Mark McKenna, Salix’ senior VP and general manager, said adding first-in-class Doptelet makes Salix “more relevant to physicians.”

“Dova has started initial marketing efforts, and they’ll continue to own the marketing end of the collaboration; however, we’ll offer a lot of assistance in regard to day one access to physicians, and knowledge and know-how on the market access side, he said. “And on the medical side, to change the way physicians think about how they treat these patients.”

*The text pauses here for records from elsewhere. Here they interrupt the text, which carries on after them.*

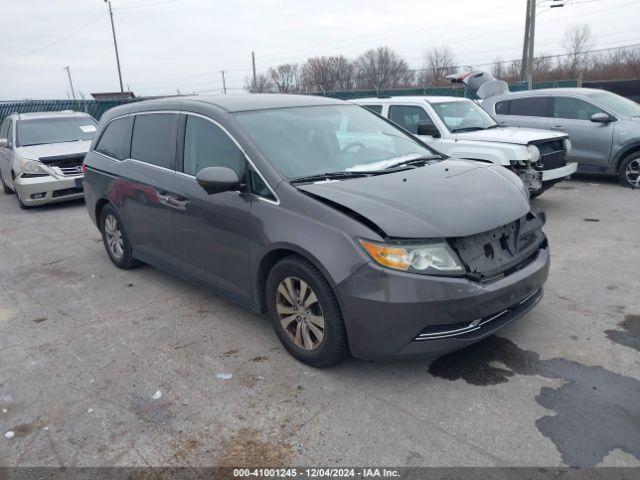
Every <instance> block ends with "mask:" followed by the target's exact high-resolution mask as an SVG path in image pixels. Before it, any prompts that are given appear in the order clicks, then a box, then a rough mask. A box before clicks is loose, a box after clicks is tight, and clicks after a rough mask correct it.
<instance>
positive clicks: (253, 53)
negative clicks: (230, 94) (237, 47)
mask: <svg viewBox="0 0 640 480" xmlns="http://www.w3.org/2000/svg"><path fill="white" fill-rule="evenodd" d="M251 67H252V68H253V89H254V90H255V89H256V86H257V85H258V80H257V79H256V54H255V52H251Z"/></svg>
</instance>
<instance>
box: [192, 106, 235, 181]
mask: <svg viewBox="0 0 640 480" xmlns="http://www.w3.org/2000/svg"><path fill="white" fill-rule="evenodd" d="M244 162H245V159H244V155H243V153H242V151H240V149H239V148H238V146H237V145H236V144H235V143H234V141H233V140H231V138H230V137H229V135H227V134H226V133H225V132H224V131H223V130H222V129H221V128H220V127H218V126H217V125H215V124H214V123H212V122H210V121H209V120H205V119H204V118H201V117H196V116H195V115H187V126H186V130H185V135H184V173H186V174H188V175H194V176H195V175H196V174H197V173H198V172H199V171H200V170H202V169H203V168H206V167H228V168H231V169H232V170H235V171H236V173H237V174H238V176H239V177H240V178H242V176H243V174H244Z"/></svg>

This summer, Salix struck a deal with US WorldMeds to co-promote its opioid withdrawal drug Lucemyra, boosting a pain medicine franchise built around opioid-induced constipation drug Relistor. It also announced in August a team-up with Cedars Sinai to research new therapies related to the gut microbiome. McKenna said the latter is a bid to invest in earlier-stage treatments to accelerate its pipeline.

RELATED: Salix, US WorldMeds eye 2019 push into the mainstream for opioid withdrawal drug Lucemyra

While Bausch Health, formerly Valeant, once spent heavily to promote Xifaxan through direct-to-consumer ads, it lately has concentrated more on a sales-force drive. Beginning in 2016, it ramped up its sales force for both Xifaxan and Relistor, a big investment; those additional sales resources, along with increased promotional spending, cost more than $50 million in 2017, according to its most recent financial report. Those were “amounts well spent,” the report said, as sales increased 37% for Xifaxan and 48% for Relistor for the six months ended in June 2018 versus the same time period in 2017.

While Bausch Health doesn’t break out individual drug sales, Salix’ total sales for the first six months of 2018 were $863 million, a 25% increase from $688 million during the same period in 2017.